Prevê a mobilização de parceiros e investidores externos para a produção, conservação, distribuição e processamento de carne, bem como a selecção, entre as 142 explorações pecuárias nacionais, das que apresentem condições para concretizar os objectivos do programa.
Angola apresenta actualmente uma capacidade de abate de 195.360 animais por ano, para um total de 39.072 toneladas de carne. Tendo em conta projecção de produção de carne, cerca do dobro desta capacidade, o Governo angolano prevê a necessidade de implantação de um matadouro industrial por ano até 2018.
Só para este ano está prevista a importação de 400.000 animais (para reprodução e engorda) e um investimento de 29.187 milhões de kwanzas (215 milhões de euros), no entanto o programa não específica fontes de financiamento do mesmo, que no total está estimado em 90.546 milhões de kwanzas.
Até 2018, a estimativa do programa passa pela criação de mais de 23 mil postos de trabalho.

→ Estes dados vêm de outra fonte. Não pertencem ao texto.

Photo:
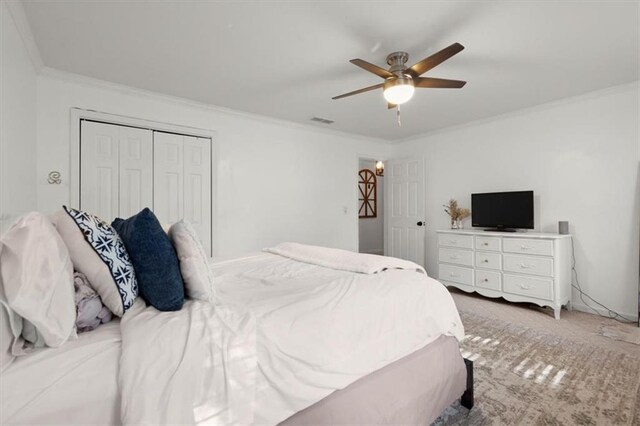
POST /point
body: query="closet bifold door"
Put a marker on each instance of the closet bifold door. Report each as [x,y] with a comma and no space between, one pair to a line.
[182,182]
[116,170]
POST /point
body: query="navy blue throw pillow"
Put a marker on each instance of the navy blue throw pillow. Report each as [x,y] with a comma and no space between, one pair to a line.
[154,260]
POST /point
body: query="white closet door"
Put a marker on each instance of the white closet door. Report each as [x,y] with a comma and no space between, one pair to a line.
[197,187]
[168,177]
[136,170]
[99,160]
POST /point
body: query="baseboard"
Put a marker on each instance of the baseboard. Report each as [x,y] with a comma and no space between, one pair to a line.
[584,308]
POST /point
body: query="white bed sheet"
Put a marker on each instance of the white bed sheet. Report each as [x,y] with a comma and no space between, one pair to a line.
[316,330]
[320,329]
[73,384]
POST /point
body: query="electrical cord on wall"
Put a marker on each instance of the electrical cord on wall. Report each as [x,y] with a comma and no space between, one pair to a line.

Recorde-se que a notícia de que os governadores da Huíla, Cunene e Namibe estão envolvidos na pecuária com negócios de gado envolvendo milhares de dólares está a causar algum celeuma em Angola.
O jurista Nelson Viriato disse à voz da América que há “princípios da probidade pública” e que “apesar de agirem a título individual, há situações de interesse público que estão em jogo”.
“Eles devem ser imparciais (…) neste caso particular, os agentes públicos ferem o princípio da imparcialidade”, acrescentou.
Um dos governadores envolvido no negócio de gado, Kundi Pahiama, da Huambo, defendeu publicamente, na semana passada, que o governo central deveria reintroduzir subsídios de combustível para os criadores de gado e agricultores.
O presidente da Federação das Cooperativas Agro-pecuárias, Manuel Monteiro, prefere destacar a importância de complexos que geram emprego e não pretende julgar ninguém.
“Penso que não há tabu (…) as fazendas não são ocultas, são áreas muito extensas. O Estado angolano tem leis, penso que eles não estão impedidos de manifestar o que têm sido as suas actividades,” disse Manuel Monteiro.
Para o director provincial da agricultura, Francisco de Assis, as fazendas são públicas, com proprietários identificados, e a situação dos governadores não é diferente de dirigentes noutras partes do mundo.
“Dos presidentes americanos, talvez só o Obama não tenha um rancho. Na Austrália, muitos ex-membros do governo possuem acima de cem mil hectares,” disse.